Sie haben doch sicher Interesse an einem schnellen Interview?

Grundsätzlich ist das kein Problem. Oder doch? Unter oben genannten Umständen könnt Ihr Euch sicherlich vorstellen, dass ich mich schon mal frischer in meiner Haut gefühlt habe. Aber  als angehende Unternehmerin musste ich da offensichtlich durch. Zumal die netten Herren von der Presse sowieso nicht locker ließen. Die Damen vom Fernsehen haben das Glück, dass sie vorher nochmal schnell abgepudert werden. Ich hatte keine Puderdose an Board, die stand bereits im Hotel und ich glänzend im Gesicht vor der Kamera.

Hatten wir uns etwa zu viel vorgenommen?

Diese zwei Wochen waren ein Wechselbad der Gefühle. Jeden Abend saßen wir trotz völliger Übermüdung noch lange im Hotel zusammen. Hier konnten wir außerhalb der offiziellen Seminarräume in Ruhe über unsere Vorhaben, unsere Pläne, unsere Ziele in Sachen Selbstständigkeit reden. Und fast täglich gab es eine von uns, die am liebsten alles hingeworfen hätte. Hatten wir uns doch zu viel vorgenommen?

Im Gegensatz zu mir waren die meisten anderen verheiratet. Wollten trotzdem auf eigenen Füßen stehen. Nicht weiterhin Vollzeit-Mütter sein, eigenes Geld verdienen. Jede von uns hatte irgendwann damit begonnen, sich mit seiner ganz persönlichen Idee einer Selbstständigkeit auseinander zu setzen. Manche trugen dies schon jahrelang mit sich herum.

Dem Ziel immer näher

Nun kamen für die meisten von uns die vielleicht wichtigsten Wochen überhaupt. Der Weg in die Selbstständigkeit musste gut geplant werden. Was Frauen überhaupt nicht mögen sind Zahlen, Daten, Fakten. Und natürlich Geld. Wo bekommen wir das denn her, um wirklich starten zu können? Manche von uns brauchten sehr viel Startkapital, andere – so wie ich zum Glück – konnten eigentlich direkt starten.

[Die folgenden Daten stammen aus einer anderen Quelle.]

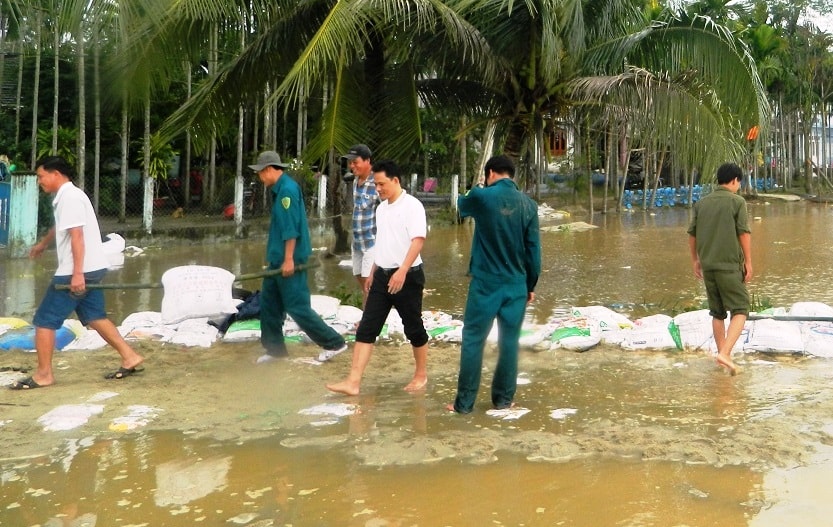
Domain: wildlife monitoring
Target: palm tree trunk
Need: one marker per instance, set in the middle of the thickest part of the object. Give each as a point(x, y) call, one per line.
point(300, 135)
point(82, 110)
point(187, 161)
point(36, 89)
point(17, 100)
point(55, 86)
point(96, 123)
point(125, 141)
point(212, 69)
point(148, 195)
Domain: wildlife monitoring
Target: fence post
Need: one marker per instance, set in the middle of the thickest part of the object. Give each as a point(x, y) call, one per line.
point(455, 191)
point(23, 217)
point(322, 195)
point(147, 204)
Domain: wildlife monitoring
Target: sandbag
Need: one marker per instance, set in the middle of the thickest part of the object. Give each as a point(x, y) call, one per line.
point(197, 291)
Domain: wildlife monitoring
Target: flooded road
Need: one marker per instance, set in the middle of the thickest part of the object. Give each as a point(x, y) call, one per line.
point(612, 437)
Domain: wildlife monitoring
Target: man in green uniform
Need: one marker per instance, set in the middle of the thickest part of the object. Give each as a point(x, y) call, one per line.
point(720, 244)
point(504, 268)
point(288, 245)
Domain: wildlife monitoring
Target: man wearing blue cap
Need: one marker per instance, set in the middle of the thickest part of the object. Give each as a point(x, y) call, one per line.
point(504, 267)
point(365, 201)
point(288, 246)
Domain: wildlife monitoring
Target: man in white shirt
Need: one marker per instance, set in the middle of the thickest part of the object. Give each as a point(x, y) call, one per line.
point(397, 280)
point(81, 261)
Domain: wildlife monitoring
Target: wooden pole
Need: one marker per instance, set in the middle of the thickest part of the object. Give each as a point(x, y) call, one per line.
point(158, 285)
point(790, 318)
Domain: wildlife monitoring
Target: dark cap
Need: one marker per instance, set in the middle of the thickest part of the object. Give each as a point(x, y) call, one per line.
point(267, 159)
point(355, 151)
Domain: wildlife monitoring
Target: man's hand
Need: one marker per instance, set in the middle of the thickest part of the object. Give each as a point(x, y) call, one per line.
point(77, 284)
point(397, 280)
point(36, 250)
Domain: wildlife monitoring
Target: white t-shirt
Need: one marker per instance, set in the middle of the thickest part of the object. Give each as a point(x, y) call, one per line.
point(397, 224)
point(72, 208)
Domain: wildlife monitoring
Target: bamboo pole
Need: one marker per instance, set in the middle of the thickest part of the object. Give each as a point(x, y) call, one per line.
point(790, 318)
point(158, 285)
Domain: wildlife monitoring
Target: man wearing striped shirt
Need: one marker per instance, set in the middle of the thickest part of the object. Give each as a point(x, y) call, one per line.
point(365, 201)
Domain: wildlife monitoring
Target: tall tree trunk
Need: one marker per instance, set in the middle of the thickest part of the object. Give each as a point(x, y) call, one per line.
point(17, 105)
point(96, 122)
point(82, 111)
point(238, 179)
point(36, 88)
point(300, 135)
point(125, 142)
point(55, 86)
point(187, 161)
point(212, 69)
point(149, 183)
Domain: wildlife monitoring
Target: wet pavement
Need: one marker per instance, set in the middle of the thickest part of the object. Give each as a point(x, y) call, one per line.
point(612, 437)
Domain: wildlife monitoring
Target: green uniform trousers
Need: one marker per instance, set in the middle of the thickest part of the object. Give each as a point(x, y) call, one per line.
point(281, 296)
point(486, 302)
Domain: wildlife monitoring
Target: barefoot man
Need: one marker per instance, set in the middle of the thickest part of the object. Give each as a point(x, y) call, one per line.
point(397, 280)
point(720, 244)
point(504, 267)
point(81, 261)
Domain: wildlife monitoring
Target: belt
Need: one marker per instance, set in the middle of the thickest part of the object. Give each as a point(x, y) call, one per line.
point(392, 270)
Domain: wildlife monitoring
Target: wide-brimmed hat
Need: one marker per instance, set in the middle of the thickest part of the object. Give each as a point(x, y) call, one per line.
point(268, 159)
point(355, 151)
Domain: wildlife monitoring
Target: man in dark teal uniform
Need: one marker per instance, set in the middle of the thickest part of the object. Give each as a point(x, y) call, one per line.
point(288, 245)
point(504, 267)
point(720, 244)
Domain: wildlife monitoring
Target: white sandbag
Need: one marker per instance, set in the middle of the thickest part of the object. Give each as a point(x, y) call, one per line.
point(608, 319)
point(818, 338)
point(651, 332)
point(775, 336)
point(243, 331)
point(531, 334)
point(194, 332)
point(578, 334)
point(114, 243)
point(141, 319)
point(811, 309)
point(349, 315)
point(90, 340)
point(450, 332)
point(648, 337)
point(194, 291)
point(695, 330)
point(325, 306)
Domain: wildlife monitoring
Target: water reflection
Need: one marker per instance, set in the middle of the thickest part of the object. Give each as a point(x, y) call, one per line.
point(654, 438)
point(637, 263)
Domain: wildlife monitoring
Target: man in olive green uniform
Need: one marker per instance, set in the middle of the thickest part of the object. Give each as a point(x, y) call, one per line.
point(504, 267)
point(720, 244)
point(288, 246)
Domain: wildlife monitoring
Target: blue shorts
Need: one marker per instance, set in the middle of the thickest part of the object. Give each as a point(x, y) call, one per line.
point(58, 304)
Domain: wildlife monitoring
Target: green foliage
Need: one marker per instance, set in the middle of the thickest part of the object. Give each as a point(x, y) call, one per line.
point(67, 143)
point(161, 158)
point(349, 296)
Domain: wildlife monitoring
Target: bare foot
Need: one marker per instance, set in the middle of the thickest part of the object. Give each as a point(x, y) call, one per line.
point(727, 363)
point(416, 384)
point(345, 387)
point(135, 365)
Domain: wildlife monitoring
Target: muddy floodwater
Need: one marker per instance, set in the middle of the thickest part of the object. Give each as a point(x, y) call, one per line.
point(611, 438)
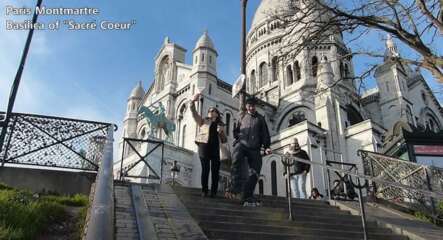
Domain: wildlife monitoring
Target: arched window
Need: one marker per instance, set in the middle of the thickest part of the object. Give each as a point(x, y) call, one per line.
point(143, 134)
point(228, 123)
point(289, 75)
point(260, 187)
point(274, 69)
point(354, 116)
point(346, 71)
point(252, 79)
point(274, 178)
point(163, 73)
point(314, 64)
point(263, 70)
point(183, 135)
point(432, 124)
point(297, 71)
point(296, 117)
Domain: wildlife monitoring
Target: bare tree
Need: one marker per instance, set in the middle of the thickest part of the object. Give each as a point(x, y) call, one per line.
point(418, 24)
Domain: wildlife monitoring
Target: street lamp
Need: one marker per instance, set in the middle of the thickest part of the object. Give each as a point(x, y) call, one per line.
point(244, 4)
point(4, 121)
point(175, 169)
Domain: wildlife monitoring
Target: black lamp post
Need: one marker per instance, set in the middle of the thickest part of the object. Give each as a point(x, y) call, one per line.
point(175, 169)
point(14, 89)
point(244, 4)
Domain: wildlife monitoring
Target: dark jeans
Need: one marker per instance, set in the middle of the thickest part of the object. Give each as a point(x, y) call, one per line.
point(213, 164)
point(254, 160)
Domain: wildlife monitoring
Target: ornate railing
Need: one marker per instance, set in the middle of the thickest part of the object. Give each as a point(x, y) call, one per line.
point(416, 177)
point(144, 157)
point(53, 142)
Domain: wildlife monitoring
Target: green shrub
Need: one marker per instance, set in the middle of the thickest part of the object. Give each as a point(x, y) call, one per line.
point(10, 233)
point(422, 216)
point(23, 217)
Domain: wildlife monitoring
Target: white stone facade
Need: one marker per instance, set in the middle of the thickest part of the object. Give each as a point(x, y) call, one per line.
point(331, 121)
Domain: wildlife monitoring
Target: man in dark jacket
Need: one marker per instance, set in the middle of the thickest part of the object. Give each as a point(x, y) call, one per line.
point(251, 134)
point(299, 170)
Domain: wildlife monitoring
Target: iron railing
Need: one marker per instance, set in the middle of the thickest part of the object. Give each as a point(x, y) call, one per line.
point(416, 176)
point(53, 142)
point(131, 145)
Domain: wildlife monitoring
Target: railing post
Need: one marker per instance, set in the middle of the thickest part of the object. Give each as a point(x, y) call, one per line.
point(429, 185)
point(288, 165)
point(362, 209)
point(121, 162)
point(101, 223)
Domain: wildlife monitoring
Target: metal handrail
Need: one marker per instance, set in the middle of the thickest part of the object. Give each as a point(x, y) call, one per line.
point(100, 224)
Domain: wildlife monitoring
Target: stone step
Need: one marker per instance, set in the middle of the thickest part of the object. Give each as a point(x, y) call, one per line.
point(267, 202)
point(346, 226)
point(297, 208)
point(255, 212)
point(261, 235)
point(125, 221)
point(294, 229)
point(197, 191)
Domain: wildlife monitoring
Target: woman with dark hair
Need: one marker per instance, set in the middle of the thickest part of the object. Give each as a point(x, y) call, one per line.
point(209, 137)
point(315, 194)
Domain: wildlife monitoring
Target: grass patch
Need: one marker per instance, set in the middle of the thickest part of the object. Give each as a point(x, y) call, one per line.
point(24, 215)
point(77, 200)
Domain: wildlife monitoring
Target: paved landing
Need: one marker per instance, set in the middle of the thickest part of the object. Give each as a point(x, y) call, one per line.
point(397, 221)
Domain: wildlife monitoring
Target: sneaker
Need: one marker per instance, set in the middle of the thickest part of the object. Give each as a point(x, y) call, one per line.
point(204, 194)
point(232, 196)
point(251, 202)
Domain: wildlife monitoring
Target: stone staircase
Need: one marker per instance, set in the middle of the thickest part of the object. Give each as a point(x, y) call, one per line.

Schulungen und Input auf der ganzen Linie. Der Kopf wusste oft nicht mehr, wo er all das noch abspeichern sollte. Wir haben gepitched was das Zeug hält, haben Konzepte erstellt bis spät in die Nacht, Business Pläne ausgearbeitet und am letzten Tag jeder für sich vor einem großen Gremium aus Ministerium, Fachhochschule und Wirtschaft präsentiert, als hätten wir nie etwas anderes gemacht.

Gut gerüstet – für alle Zeiten

Heute, einige Wochen später, werden die grauen Zellen wieder lebendig und spucken aus, was gerade benötigt wird. Was uns teils vielleicht unüberwindbar vorkam, unerreichbar oder gar unmöglich erschien, beginnt sich jetzt zu formen: unsere Selbstständigkeit!